Scope tags match the project's convention (examples: `Auth:`, `UI:`, `Docs:`, `Tests:`, `Deploy:`, `Infra:`, or a feature area like `Leads:`).

Never commit `.env` files, credentials, or local scratch files. If the project gitignores config dirs (e.g. `deploy/`, `docs/` in some layouts), those changes won't reach the remote — you'll need the project's separate sync mechanism (scp, rsync, a sync script) for those.

## 7. Deploy

If the project has a deploy path (SSH to a VPS, CI workflow, `deploy/` script, container rebuild), run it. The specific command is project-specific and should be documented in the project's `CLAUDE.md`, `README.md`, or a deploy script — read it there, don't guess.

If the change involves a schema migration or new config, run that first before restarting the service. Never use `kill -9` / `pkill -9` on a managed service; use the service's own stop/start or graceful-reload command.

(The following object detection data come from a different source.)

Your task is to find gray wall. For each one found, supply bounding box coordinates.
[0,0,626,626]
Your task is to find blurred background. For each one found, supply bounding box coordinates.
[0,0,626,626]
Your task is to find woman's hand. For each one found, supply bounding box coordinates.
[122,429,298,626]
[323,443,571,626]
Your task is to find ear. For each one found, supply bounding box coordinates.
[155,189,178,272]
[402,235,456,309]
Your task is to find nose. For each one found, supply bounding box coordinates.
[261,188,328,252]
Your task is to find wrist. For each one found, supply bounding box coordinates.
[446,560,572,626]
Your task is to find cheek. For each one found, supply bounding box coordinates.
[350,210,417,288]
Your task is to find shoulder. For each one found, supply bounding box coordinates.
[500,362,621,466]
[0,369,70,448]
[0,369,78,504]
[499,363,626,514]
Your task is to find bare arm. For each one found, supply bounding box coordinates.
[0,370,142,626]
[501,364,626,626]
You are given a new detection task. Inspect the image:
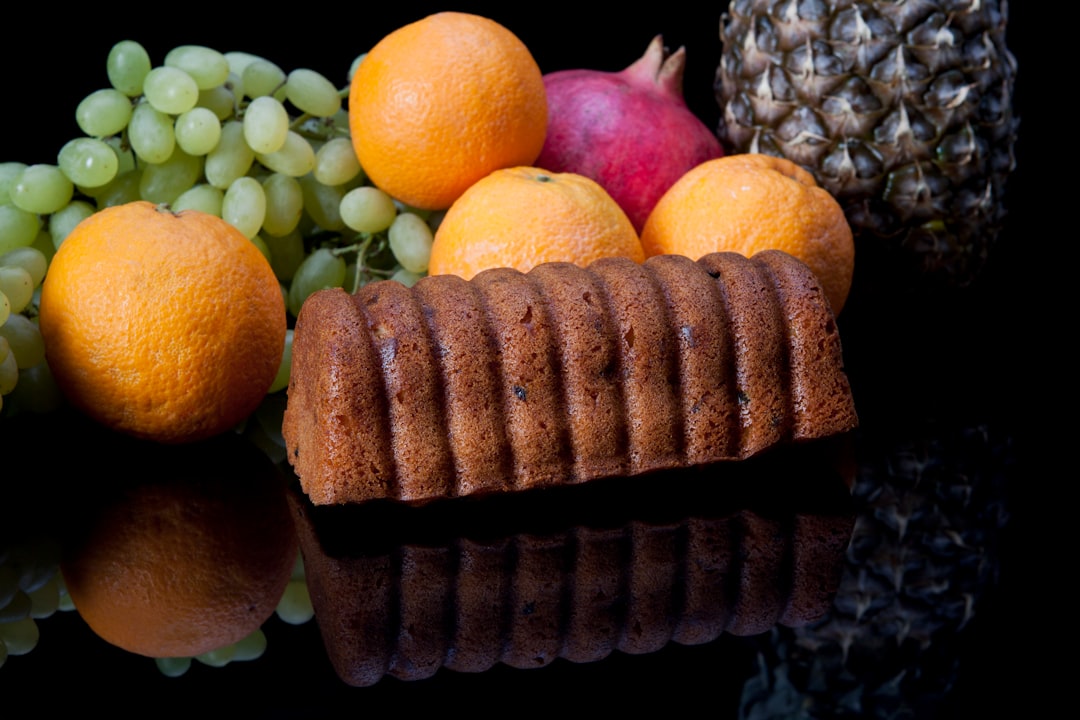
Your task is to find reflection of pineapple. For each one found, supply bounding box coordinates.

After the deploy completes, confirm:
- The service health check returns OK.
- The expected number of worker processes is running (if the project uses a worker model).
- No stack traces in the most recent log entries.

## 8. Verify production

Exercise the specific thing you changed against the live environment:
- API change: real HTTP call with real credentials, assert the response shape.
- UI change: Playwright MCP against the production URL, navigate to the changed page, 0 console errors.
- Background-job change: submit a real small job and confirm it completes.

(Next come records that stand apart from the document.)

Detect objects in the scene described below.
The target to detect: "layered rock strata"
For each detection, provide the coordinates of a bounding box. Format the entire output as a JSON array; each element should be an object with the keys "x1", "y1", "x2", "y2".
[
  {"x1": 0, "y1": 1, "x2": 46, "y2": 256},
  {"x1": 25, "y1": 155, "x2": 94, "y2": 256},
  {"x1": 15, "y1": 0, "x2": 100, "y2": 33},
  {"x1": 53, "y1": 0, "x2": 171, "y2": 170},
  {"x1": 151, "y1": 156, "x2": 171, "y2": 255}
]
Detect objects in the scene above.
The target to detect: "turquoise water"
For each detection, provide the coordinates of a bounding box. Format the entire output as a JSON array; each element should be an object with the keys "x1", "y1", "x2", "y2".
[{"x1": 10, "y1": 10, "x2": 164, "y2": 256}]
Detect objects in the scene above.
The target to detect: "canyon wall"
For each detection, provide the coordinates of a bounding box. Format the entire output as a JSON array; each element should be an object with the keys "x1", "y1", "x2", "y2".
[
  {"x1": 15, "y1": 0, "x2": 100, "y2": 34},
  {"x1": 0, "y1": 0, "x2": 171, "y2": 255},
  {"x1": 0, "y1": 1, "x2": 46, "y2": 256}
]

Reuse the project's permanent test account or staging credentials — never create ad-hoc accounts.

If verification fails:
- Minor issue (copy, layout nit): fix forward in a new cycle.
- Regression that breaks existing users: revert the deploy (`git revert HEAD; git push`, then re-run the deploy command) and file the proper fix as the next cycle's work.

## 9. Done

The cycle is complete when:
- All new and existing tests pass locally.
- The commit is pushed.
- The deploy completed and the service is healthy.
- The changed behavior is verified live.
- The spec reflects the new state.

Report a terse summary to the user: commit SHA, one-line description, test-count delta, production verification result. No follow-up question.